Życie w UK
Royal Mail nie dostarcza listów do domów. Winna plaga szczurów, które atakują listonoszy
Mieszkańcy okolic London street w południowo zachodnim Londynie nie będą otrzymywać listów do domu. Royal Mail, po wielu skargach ze strony listonoszy, zdecydowało, że listy będą do odebrania w placówkach pocztowych. Powodem tej decyzji jest plaga szczurów, którre w Norbury są wyjątkowo uciążliwe.
Szczury na brytyjskich ulicach czują się coraz pewniej. Kilka miesięcy temu opublikowaliśmy film, na którym widać setki szczurów biegających po ulicach Newcastle. Od dłuższego czasu na liczbę szczurów skarżą się również listonosze obsługujący dzielnicę Norbury. Jest ich tam wyjątkowo dużo, a coraz większe gryzonie wchodzą do prywatnych samochodów, przegryzają kable i napawają obrzydzeniem co mniej odpornych na takie widoki.
„Czasowo zawiesiliśmy dostarczanie listów w okolice London Street. W okolicy jest wiele śmieci i kontenerów przepełnionych gnijącym jedzeniem, co przyciąga wiele szczurów. Rada Miejska Croydon podjęła się postrzątania terenu i uporania się z problemem” mówi Sally Hopkins, rzeczniczka Royal Mail. Dodała również, że gdy tylko liczba szczurów w okolicy spadnie, dostawy zostaną przywrócone.

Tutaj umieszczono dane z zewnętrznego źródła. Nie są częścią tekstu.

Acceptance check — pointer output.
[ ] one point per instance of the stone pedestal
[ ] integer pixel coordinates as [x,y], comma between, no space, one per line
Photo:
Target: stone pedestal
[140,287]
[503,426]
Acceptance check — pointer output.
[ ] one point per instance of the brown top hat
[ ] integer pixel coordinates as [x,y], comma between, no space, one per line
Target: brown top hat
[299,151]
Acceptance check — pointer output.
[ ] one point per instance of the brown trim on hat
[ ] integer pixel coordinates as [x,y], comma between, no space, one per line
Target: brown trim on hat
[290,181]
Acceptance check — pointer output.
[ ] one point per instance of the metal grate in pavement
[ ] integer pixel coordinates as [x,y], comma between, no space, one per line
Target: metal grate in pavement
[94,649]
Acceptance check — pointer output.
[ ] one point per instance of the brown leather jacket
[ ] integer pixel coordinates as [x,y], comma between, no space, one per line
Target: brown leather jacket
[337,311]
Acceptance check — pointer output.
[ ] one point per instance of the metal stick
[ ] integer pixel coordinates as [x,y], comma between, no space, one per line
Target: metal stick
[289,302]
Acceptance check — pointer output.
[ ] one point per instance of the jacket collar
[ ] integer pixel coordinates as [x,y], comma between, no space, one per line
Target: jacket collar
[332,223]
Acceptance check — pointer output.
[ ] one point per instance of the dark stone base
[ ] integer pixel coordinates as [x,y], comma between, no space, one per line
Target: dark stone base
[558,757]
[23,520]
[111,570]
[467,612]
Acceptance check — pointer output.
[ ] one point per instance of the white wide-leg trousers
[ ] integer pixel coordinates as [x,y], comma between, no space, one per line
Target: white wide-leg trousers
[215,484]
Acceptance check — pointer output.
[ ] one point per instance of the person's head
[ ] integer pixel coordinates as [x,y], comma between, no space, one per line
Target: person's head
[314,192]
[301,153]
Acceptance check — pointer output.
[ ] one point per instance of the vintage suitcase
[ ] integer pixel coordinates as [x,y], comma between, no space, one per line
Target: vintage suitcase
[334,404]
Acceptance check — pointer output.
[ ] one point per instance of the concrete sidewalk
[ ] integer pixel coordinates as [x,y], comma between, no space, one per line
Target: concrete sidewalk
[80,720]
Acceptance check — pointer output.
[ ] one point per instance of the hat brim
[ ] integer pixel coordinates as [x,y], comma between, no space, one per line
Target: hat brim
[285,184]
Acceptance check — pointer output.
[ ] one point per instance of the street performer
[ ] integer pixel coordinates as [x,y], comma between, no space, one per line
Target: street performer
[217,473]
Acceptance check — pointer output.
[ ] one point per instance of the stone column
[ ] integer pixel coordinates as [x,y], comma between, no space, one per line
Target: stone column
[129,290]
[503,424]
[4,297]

Trudno określić na ile skuteczne będą takie działania. Naukowcy przyznają, że problem coraz większej ilości gryzoni będzie narastał, a władze krajowe powinny podjąć kompleksowe działania w tym zakresie, bo szczury wyrządzają szkody w gospodarstwach domowych i roznoszą choroby. Co gorsza, powoli na Wyspach pojawiają się tzw. „superszczury”, czyli osobniki odporne na wystawiane trutki.